Liku perjalanan setiap manusia memiliki goresan yang terkadang sulit terhapuskan. Ibarat melukis diatas batu, ia akan tetap ada melawan waktu, meski dipenghujungnya hanya menjadi prasasti. Dikenang, dilihat dan akhirnya dilupakan. Namun diantara sekian juta kisah, terdapat jua rentetan cerita hidup yang tak kan pernah usang ditelan zaman, ia meninggalkan sejuta rasa bagi yang ditinggalkannya. Namanya berhembus disetiap detak nafas manusia-manusia yang mencintainya. Kemuliannya terlukis dalam setiap benak makhluk yang dikasihinya. Ketiadaannya menjadi samudra airmata, dan kepergiannya diiringi isakan yang tiada henti. Manusia seperti itulah yang sulit dilupakan oleh segenap makhluk disekelilingnya. Manusia seperti itu juga lah yang membuat lisan orang terbungkam enggan tuk sekedar mengucap ‘Good bye’. Berbeda dengan sosok awal, yang diibaratkan lakon dan kepergiannya sangat mudah terhapus, perpisahannya hanya menghasilkan ungkapan “I’m Sorry good bye” that’s it. Tiada kalimat penyambung, atau rasa yang tersambung. Seolah pertemuan, perjumpaan dan jalinan rasa luntur oleh tindak lakunya sendiri.

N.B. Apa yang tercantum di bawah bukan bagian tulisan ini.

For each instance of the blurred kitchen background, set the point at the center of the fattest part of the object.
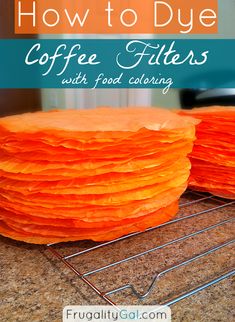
(18, 101)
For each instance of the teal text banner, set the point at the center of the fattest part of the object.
(110, 63)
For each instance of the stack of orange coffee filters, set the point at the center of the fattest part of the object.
(213, 156)
(91, 174)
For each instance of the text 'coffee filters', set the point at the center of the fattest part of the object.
(91, 174)
(213, 156)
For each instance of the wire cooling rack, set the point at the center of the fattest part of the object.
(198, 240)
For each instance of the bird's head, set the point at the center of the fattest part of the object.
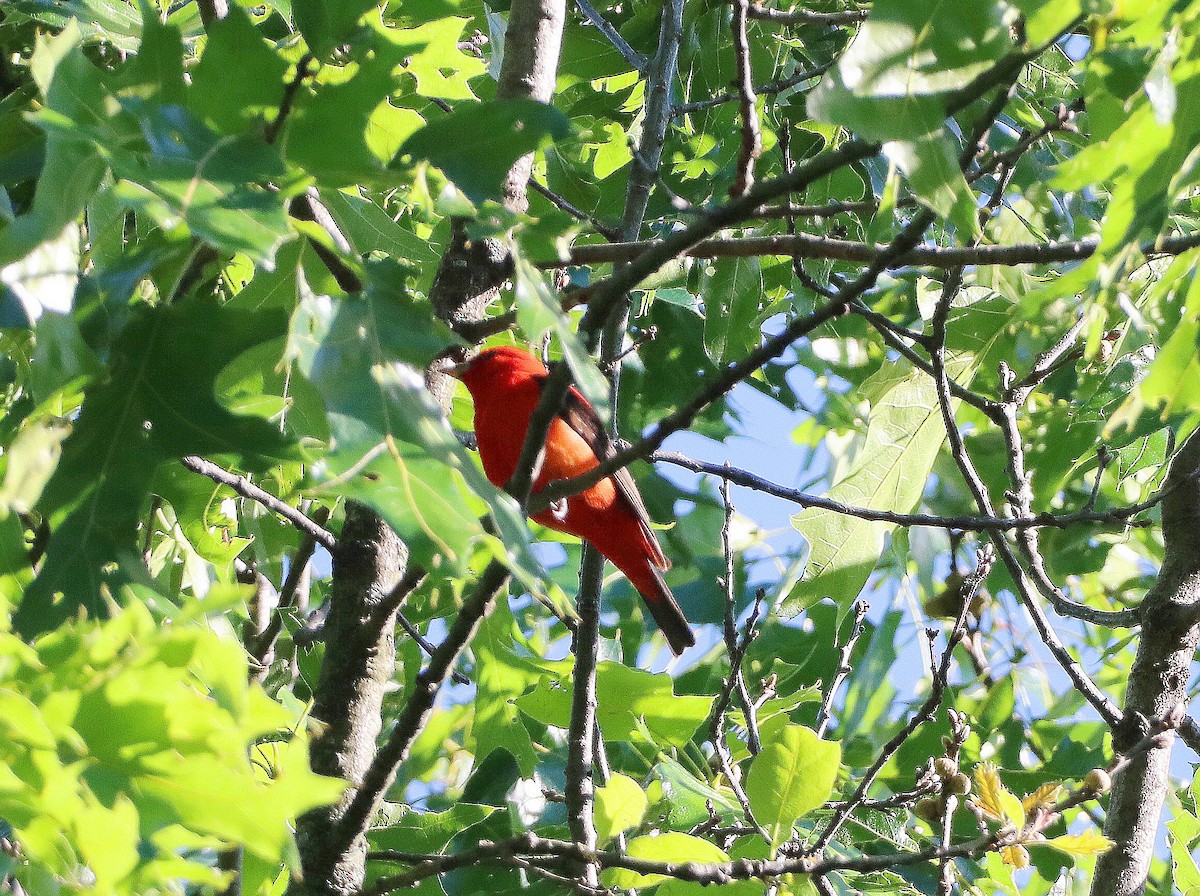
(504, 365)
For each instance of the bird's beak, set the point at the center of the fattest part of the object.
(451, 367)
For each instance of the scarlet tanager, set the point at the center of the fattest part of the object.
(505, 384)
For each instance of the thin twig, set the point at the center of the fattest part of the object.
(941, 673)
(827, 247)
(246, 488)
(933, 521)
(1099, 701)
(768, 89)
(844, 667)
(273, 130)
(633, 58)
(751, 136)
(807, 17)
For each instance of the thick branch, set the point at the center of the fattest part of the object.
(808, 246)
(1157, 684)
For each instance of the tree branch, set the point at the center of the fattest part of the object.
(827, 247)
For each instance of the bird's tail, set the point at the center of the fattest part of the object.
(663, 606)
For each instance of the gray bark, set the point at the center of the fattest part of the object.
(1157, 684)
(370, 558)
(360, 657)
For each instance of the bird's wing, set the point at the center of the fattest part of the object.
(581, 416)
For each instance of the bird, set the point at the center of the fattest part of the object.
(505, 384)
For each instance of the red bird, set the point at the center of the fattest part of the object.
(507, 385)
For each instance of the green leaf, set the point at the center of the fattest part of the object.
(391, 445)
(909, 54)
(72, 89)
(342, 108)
(160, 403)
(1173, 382)
(670, 847)
(46, 278)
(619, 805)
(235, 104)
(732, 292)
(1146, 160)
(431, 54)
(370, 228)
(429, 831)
(1045, 19)
(475, 145)
(538, 311)
(904, 436)
(792, 775)
(328, 23)
(61, 358)
(31, 461)
(931, 166)
(1183, 831)
(215, 186)
(501, 677)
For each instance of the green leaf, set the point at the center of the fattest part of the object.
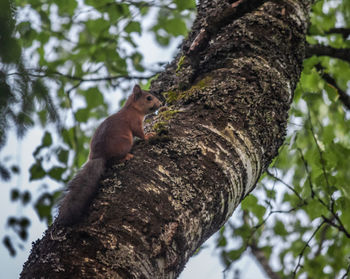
(279, 229)
(36, 171)
(47, 139)
(56, 173)
(82, 115)
(62, 155)
(93, 97)
(133, 26)
(14, 195)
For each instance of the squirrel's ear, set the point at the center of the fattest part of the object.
(137, 92)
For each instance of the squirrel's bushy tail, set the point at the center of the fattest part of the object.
(81, 190)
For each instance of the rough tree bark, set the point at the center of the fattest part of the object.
(228, 93)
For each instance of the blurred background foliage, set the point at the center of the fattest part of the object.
(59, 62)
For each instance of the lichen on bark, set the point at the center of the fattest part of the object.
(230, 88)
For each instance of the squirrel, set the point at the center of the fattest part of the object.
(112, 139)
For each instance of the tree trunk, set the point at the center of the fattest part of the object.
(228, 93)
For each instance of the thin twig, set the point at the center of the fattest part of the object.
(305, 246)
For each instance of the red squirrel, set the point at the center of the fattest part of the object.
(112, 139)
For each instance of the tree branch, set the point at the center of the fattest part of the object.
(43, 73)
(343, 97)
(263, 261)
(321, 50)
(225, 13)
(305, 246)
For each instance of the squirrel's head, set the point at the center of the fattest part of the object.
(143, 101)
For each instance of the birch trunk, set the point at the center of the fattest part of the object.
(227, 93)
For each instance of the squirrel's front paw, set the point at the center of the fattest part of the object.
(150, 135)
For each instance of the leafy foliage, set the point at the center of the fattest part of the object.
(58, 62)
(299, 216)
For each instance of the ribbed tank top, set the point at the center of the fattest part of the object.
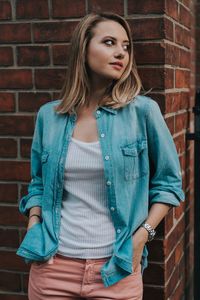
(86, 229)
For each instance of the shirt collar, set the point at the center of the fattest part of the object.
(109, 109)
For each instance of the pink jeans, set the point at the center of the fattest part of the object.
(74, 278)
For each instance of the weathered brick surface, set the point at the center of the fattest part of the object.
(33, 56)
(34, 53)
(5, 10)
(68, 9)
(15, 33)
(104, 5)
(6, 56)
(30, 9)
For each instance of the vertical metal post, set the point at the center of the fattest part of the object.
(197, 199)
(196, 137)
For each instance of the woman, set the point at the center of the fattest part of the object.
(104, 172)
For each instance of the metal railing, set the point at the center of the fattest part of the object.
(196, 138)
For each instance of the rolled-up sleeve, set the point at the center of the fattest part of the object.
(35, 187)
(165, 185)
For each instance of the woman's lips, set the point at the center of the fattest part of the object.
(116, 66)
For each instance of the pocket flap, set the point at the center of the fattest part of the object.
(134, 149)
(44, 156)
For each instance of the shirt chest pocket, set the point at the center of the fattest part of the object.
(135, 158)
(44, 161)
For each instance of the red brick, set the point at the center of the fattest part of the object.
(169, 266)
(170, 121)
(154, 274)
(172, 55)
(10, 261)
(33, 56)
(8, 193)
(8, 147)
(169, 78)
(153, 292)
(25, 282)
(25, 147)
(139, 28)
(67, 9)
(15, 33)
(179, 291)
(31, 102)
(31, 9)
(49, 78)
(168, 29)
(16, 220)
(145, 7)
(53, 31)
(15, 79)
(185, 16)
(152, 78)
(104, 5)
(182, 36)
(185, 59)
(172, 282)
(16, 125)
(6, 56)
(6, 279)
(181, 122)
(9, 238)
(180, 210)
(156, 251)
(149, 53)
(5, 10)
(182, 79)
(187, 2)
(177, 101)
(180, 143)
(60, 54)
(14, 170)
(7, 102)
(179, 251)
(171, 9)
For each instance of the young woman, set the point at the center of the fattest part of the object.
(105, 172)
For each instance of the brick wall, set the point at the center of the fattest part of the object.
(34, 49)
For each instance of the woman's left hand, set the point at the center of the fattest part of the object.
(140, 238)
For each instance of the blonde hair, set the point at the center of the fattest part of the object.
(76, 87)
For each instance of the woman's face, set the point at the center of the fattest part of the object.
(108, 48)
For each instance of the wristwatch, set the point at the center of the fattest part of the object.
(151, 231)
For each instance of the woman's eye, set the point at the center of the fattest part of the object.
(108, 41)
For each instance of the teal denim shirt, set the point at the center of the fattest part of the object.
(141, 167)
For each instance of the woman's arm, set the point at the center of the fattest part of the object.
(34, 219)
(157, 212)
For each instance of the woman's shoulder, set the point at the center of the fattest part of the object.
(143, 103)
(49, 105)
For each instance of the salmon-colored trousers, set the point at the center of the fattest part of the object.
(74, 278)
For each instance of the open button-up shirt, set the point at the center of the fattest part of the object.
(141, 167)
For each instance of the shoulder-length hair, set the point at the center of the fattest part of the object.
(76, 87)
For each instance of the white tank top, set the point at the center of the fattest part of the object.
(86, 229)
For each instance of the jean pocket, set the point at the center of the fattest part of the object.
(136, 162)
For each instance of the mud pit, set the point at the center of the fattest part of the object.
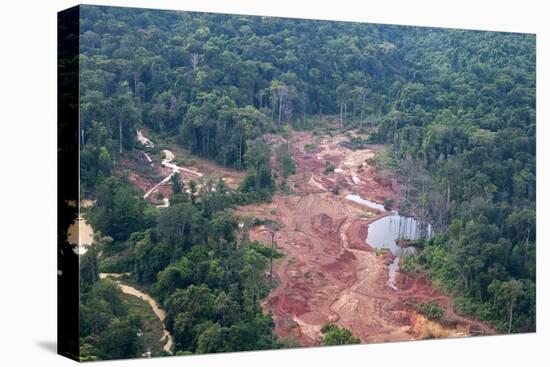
(329, 273)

Masih sulit memahami kemana arah artikel ini (?) Mari sedikit menyimak sebuah analogi –yang juga- pernah dilontarkan oleh salah seorang guru kami di Cordova. Dalam sebuah keluarga, kasih sayang dan cinta menjadi pilar penegak rasa. Orangtua menjadi sumber cinta bagi para anak yang dikasihinya. Di dunia ini, bagi makhluk yang memiliki nurani, tiada satupun orangtua yang tidak sayang dan cinta kepada buah hatinya. Tiada kemunafikan rasa dalam mengasihinya. Semua limpahkan kasih sayang untuk anak-anak tercintanya, sekalipun ia harus berenang dalam genangan darah dan airmata, meski ia harus mengorbankan rasa malu, kesal, marah, benci dan rasa-rasa yang berkecamuk dalam jiwanya. Ia tidak akan pernah mencampurkan air susu-nya dengan kotoran yang beracun, ia hanya ingin menyaksikan anak-anak kebanggannya hidup berkembang dengan rasa tulus yang tiada balas.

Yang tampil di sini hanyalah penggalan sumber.